Quondamopolis

The Plays of Nicholas Breakspear


10 October

2013.10.10 12:53

Since yesterday, I've been working on two Quondam projects simultaneously: First, there's [re]drawing the plans (above) of Le Corbusier's Electronic Calculation Center Olivetti at Rho-Milan (1963-64). Second, there's the compilation of Maison Dom-ino data (Le Corbusier, 1914) within Quondam's collection.
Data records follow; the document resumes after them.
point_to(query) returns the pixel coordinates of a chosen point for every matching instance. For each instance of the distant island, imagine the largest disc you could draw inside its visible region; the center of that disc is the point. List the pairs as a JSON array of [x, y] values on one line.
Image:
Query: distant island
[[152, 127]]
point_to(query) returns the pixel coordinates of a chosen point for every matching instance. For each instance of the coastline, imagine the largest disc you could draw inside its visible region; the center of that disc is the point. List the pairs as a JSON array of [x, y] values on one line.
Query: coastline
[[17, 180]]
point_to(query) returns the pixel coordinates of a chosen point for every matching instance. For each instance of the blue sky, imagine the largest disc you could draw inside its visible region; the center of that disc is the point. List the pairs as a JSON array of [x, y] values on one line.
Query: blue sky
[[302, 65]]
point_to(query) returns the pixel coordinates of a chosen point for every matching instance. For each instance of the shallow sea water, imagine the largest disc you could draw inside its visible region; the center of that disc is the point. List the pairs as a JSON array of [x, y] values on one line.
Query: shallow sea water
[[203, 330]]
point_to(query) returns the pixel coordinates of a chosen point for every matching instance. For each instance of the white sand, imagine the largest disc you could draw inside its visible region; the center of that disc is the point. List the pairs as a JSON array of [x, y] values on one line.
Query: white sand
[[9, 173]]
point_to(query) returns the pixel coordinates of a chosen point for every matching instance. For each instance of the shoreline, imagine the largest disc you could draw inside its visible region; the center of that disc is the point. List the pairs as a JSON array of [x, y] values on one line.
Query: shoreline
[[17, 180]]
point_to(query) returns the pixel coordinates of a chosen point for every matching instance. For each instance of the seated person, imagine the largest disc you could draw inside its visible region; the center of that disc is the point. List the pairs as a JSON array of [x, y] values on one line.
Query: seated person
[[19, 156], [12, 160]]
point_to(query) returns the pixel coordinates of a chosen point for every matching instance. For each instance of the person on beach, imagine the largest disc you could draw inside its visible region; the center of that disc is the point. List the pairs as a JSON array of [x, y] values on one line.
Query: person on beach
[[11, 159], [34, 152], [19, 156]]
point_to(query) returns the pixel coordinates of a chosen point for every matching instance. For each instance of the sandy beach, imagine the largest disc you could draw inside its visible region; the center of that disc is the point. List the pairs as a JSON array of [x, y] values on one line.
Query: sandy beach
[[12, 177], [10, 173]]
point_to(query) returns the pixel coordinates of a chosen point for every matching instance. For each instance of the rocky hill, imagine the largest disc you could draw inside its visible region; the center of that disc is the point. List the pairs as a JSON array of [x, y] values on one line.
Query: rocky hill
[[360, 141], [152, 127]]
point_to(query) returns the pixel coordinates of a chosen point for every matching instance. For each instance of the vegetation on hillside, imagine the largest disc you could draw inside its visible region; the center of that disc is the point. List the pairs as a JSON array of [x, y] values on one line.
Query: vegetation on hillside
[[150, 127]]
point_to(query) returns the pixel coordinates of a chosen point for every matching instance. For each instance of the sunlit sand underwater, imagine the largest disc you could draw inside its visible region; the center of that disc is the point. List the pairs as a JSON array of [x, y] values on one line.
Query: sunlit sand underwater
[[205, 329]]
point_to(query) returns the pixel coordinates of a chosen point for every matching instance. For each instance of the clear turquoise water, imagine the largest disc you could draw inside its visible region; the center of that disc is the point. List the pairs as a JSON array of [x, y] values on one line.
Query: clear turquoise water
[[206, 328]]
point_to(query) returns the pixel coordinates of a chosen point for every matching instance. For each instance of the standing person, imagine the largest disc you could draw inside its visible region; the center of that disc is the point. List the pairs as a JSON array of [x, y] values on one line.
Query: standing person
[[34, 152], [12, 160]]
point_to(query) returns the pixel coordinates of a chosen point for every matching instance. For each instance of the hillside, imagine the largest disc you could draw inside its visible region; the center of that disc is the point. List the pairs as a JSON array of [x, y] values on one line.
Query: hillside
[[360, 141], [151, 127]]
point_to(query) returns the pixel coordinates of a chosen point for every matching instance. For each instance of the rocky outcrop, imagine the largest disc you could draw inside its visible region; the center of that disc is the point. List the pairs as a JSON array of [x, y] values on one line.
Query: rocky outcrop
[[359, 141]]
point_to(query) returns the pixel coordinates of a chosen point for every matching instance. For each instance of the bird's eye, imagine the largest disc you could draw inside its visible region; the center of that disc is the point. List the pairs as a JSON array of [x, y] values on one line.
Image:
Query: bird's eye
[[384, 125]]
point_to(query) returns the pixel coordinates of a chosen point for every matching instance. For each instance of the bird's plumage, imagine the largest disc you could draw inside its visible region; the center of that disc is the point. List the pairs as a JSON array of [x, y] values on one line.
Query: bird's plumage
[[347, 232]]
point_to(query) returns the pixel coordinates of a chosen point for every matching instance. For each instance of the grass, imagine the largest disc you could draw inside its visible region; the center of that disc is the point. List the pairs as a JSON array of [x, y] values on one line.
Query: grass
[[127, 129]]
The Maison Dom-ino plan is shown below relative to the Olivetti Center plan.




A CAD model of Maison Dom-ino has been part of Quondam's collection since 1991, and the present data compilation process is to record and exhibit how and why Maison Dom-ino is a part of Quondam's collection, and how Maison Dom-ino continues to spur on new data within the collection.

It was not until this morning, however, that Maison Dom-ino and Electronic Calculation Center Olivetti data have been combined.






You could say Maison Dom-ino and Electronic Calculation Center Olivetti respectively represent the beginning and the end of Le Corbusier's architectural career--a span of almost exactly 50 years. Strange, too, to realize that the Electronic Calculation Center Olivetti design itself is now 50 years old, and that Maison Dom-ino will be 100 years old next year. I want to write something about how the plans seen together demonstrate an intense evolution in Le Corbusier's design thinking/ability, if not also an intense evolution of modern architecture itself. The plans more or less 'speak' for themselves, but bear in mind that the Olivetti design, for the most part, still adheres to the Maison Dom-ino paradigm of column support, slab, and independent circulation. Moreover, the Olivetti design is a composite of the various design directions the Maison Dom-ino paradigm is capable of going into.

I'll stop now, but obviously there's a lot more here to consider, not least of which is whether the past 50 years of architecture['s evolution] even relates to the Maison Dom-ino paradigm anymore.